What is Megaphone?

What is Megaphone?
The Megaphone project is about enhancing open source chat software. Specifically, the goal is to allow ejabberd to support 1,000,000 simultaneous users. See The Plan page for more details on how I plan to solve this problem. See the About this Blog page for more details on why I created this blog.

The Plan

Ejabberd is a chat system like Yahoo! Instant Messenger, Microsoft Messenger or AOL Instant Messenger.  The difference is that ejabberd is not tied to any particular company and anybody can set up their own chat system using the server.

As of this writing, ye basic ejabberd requires about 100kB per user hosted.  This works just fine until you start getting hundreds of thousands of users on the system.  For 1,000,000 users, this means that you will need around 100GB of memory --- possible but not what I would call a "commodity system."

The plan is to use a library called libevent to handle the TCP connections and then multiplex all the users over a single TCP connection to ejabberd.  This would require
  • a libevent module
  • an ejabberd module
The libevent module would handle up to about 1,000,000 connections and multiplex them onto a single TCP connection to the ejabberd server.

I was originally planning to use a program called node-xmpp-bosh (NXB) to handle the TCP & HTTP connections, but after some work with it, I came to the conclusion that the additional complexity created by the BOSH server logic made this more effort than it was worth.  I have since decided to create my own, simplified nodejs program called the ejabberd connection manager (ECM).

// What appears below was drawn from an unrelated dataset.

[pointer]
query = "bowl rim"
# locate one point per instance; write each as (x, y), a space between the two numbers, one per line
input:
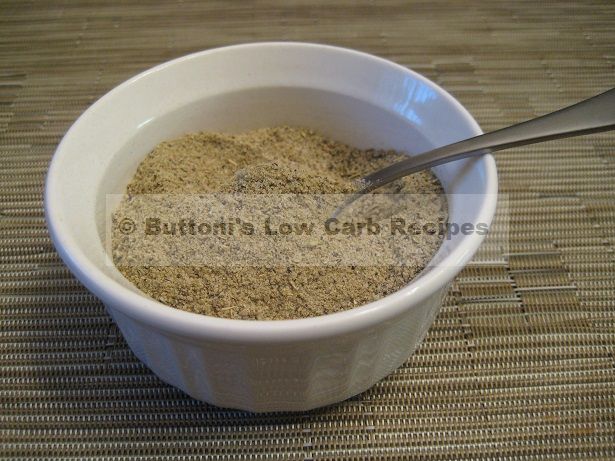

The ejabberd server would demux the connection into individual sessions, and then treat each of them as a regular XMPP connection.  This part will likely be based on the http_bind module that currently comes with ejabberd, since that module has to deal with something other than a straight XMPP connection.

ejabberd and ECM would communicate by sending packets back and forth that have the form:

    <packet length>|<connection ID>|<content>

Where <packet length> is a zero padded, 10 digit integer value that represents the number of bytes in the packet, including the header.  This is needed so that either side can figure out where one packet ends and the next begins without having to rely on parsing the request.  A participant reads in the first 10 bytes, converts it into an integer and then reads in the rest of the packet.

The <connection ID> is a zero padded, 20 digit integer value that tells the participant who the packet is bound for or who it is from.  This is required because we are multiplexing many connections over a single data stream,

The <content> part of the packet is an arbitrary sized, arbitrary content block of data.  While BOSH may put requirements on how this field is formatted, ECM knows nothing about such requirements and does not enforce them.

Currently, here are the steps that I see being required to complete this project:
  1. Create ECM
    1. Create the portion that deals with client requests
      1. Create code that reads in the HTTP POST requests.
      2. Create code that packages the request into a format that includes a connection number.
    2. Create the portion that deals with server responses
      1. Create code that accepts responses from the server.
      2. Create code that routes responses to the proper exchange.
  2. Create a new ejabberd module
    1. Create the portion that deals with requests
      1. Determine how to send a packet of data from ECM so that it looks like something coming from HTTP.
      2. Modify the existing BOSH module to "remember" the connection ID when responding.
    2. Create the portion that deals with responses
      1. Create code that formats the response into an ECM packet.
      2. Determine how the ejabberd BOSH module responds to requests.
      3. Modify the response process to use ECM instead of HTTP.
What's All This Then?
This page defines the overall plan to realize the megaphone project.  On a more practical level, it identifies the next step to be taken in order to advance the project.

The purpose of this page is to keep the author on track with regards to what is going on and to hopefully goad him into taking action.